October 22, 1944 – end of April 1945
In October 1944, three subcamps for female prisoners were established in Dresden: two for Zeiss Ikon AG (in the Goehle-Werk and Dresden-Reick), one in the Universelle machinery factory.
Former Reick factory owned by Zeiss Ikon, 2019 (Flossenbürg Concentration Camp Memorial / Photo: Rainer Viertlböck).
In October 1944, 200 mainly Polish and Russian women arrived from Auschwitz. At the end of February 1945, 200 Hungarian, single German-, French-, Greek-, Italian-, and Czech-Jewish women, along with Russian “civilian workers” (Zivilarbeiterinnen), arrived from Bergen-Belsen.
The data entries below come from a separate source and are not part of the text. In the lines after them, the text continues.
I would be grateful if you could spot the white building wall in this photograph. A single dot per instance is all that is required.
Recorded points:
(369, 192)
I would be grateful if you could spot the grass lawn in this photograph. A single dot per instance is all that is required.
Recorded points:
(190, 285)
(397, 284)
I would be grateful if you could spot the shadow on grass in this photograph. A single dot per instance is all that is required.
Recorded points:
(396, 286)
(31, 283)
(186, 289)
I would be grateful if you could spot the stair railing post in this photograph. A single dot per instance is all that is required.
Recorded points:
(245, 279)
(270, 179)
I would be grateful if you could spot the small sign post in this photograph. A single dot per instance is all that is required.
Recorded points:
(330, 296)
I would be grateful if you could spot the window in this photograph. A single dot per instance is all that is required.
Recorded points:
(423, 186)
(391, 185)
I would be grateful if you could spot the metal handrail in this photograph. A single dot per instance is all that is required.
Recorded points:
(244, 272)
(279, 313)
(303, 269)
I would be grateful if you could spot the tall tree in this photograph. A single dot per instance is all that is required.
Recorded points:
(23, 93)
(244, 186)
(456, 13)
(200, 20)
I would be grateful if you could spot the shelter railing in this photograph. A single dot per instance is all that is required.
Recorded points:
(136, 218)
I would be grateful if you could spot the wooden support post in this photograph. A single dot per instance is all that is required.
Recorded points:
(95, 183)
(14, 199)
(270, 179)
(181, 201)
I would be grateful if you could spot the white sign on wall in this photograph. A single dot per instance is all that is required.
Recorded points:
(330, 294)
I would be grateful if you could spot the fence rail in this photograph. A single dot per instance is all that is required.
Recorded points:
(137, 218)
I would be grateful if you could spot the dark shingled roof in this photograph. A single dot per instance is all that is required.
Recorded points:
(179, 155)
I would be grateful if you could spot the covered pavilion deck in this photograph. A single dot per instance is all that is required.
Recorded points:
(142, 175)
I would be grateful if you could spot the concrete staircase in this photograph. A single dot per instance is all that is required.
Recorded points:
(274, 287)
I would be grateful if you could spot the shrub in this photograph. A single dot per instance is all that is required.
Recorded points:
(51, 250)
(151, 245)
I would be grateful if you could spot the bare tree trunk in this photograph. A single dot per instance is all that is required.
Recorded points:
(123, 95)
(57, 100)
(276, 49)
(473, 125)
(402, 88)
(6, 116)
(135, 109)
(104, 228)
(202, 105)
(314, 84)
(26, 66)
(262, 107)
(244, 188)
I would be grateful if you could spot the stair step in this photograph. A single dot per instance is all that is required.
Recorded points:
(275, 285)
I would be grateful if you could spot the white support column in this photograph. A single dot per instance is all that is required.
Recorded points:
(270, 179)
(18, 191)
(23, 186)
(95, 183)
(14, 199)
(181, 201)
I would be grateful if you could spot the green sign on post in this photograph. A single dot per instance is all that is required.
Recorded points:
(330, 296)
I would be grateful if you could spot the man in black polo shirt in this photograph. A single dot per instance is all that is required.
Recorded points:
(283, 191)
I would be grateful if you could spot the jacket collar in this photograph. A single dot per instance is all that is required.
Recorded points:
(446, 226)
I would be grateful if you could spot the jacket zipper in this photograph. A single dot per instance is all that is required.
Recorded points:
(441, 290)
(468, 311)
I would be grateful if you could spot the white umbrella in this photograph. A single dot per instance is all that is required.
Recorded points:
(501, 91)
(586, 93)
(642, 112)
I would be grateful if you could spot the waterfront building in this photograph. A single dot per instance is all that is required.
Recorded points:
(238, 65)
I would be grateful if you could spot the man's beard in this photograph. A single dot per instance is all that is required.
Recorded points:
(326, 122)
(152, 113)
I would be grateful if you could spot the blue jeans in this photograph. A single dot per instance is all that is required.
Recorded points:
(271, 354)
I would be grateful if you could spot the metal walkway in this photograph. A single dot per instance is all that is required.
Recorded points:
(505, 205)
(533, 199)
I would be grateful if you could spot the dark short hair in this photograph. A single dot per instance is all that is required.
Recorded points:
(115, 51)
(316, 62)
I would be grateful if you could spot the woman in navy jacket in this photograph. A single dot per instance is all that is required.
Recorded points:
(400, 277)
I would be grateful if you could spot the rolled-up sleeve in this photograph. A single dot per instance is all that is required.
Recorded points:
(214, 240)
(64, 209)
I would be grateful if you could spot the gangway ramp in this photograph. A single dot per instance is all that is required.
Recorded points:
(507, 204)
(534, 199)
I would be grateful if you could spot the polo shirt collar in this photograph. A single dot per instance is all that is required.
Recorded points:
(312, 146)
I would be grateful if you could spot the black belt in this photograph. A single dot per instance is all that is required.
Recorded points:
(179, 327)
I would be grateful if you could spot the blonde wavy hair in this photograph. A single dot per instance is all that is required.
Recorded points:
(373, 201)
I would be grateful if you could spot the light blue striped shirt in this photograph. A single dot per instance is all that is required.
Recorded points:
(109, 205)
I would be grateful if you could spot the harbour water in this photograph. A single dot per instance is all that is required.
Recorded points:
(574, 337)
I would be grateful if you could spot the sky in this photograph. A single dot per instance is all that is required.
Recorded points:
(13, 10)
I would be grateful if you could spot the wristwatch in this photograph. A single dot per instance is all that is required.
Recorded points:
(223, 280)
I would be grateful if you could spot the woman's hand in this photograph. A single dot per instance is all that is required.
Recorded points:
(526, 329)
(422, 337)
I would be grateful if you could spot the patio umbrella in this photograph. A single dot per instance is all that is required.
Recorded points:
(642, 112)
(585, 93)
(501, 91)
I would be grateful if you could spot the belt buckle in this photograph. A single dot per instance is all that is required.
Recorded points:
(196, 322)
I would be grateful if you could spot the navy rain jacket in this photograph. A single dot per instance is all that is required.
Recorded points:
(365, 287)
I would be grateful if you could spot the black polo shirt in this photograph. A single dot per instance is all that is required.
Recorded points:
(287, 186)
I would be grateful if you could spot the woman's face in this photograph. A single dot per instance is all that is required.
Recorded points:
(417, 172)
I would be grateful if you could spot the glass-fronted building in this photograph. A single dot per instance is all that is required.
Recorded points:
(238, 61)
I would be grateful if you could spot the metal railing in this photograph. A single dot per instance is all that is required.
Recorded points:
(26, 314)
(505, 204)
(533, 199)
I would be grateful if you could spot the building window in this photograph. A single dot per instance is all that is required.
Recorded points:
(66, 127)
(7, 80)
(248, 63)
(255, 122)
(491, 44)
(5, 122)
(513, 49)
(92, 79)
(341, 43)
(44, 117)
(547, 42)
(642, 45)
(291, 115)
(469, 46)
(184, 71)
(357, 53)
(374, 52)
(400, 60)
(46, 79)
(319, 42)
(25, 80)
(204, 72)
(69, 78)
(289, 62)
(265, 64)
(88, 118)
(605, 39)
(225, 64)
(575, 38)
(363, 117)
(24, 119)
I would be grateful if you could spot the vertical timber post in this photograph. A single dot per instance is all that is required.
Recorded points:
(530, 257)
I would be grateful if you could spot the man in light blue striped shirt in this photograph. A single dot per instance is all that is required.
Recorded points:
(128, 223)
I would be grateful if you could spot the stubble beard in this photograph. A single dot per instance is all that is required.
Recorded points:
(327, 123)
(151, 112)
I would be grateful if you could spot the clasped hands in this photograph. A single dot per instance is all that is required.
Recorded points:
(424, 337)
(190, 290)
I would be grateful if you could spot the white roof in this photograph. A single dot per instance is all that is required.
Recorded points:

Production of munitions in the Ica factory of Zeiss-Ikon AG (Mügelner Straße 40), where the women were most likely also quartered.
Detail leader Olschewski, later Johann Heinz as well as four guards and 19 female overseers (end of January 1945), eight guards and 12 overseers (end of February 1945).
At least 23, some accounts say that 36 or more women died as a result of a typhus epidemic.
After the evacuation of the subcamp at the end of April, the women were marched off to the Erzgebirge and were liberated close to the Czech border by Soviet troops.
None. Located in the former factory today is an education center run by the Chamber of Industry and Commerce.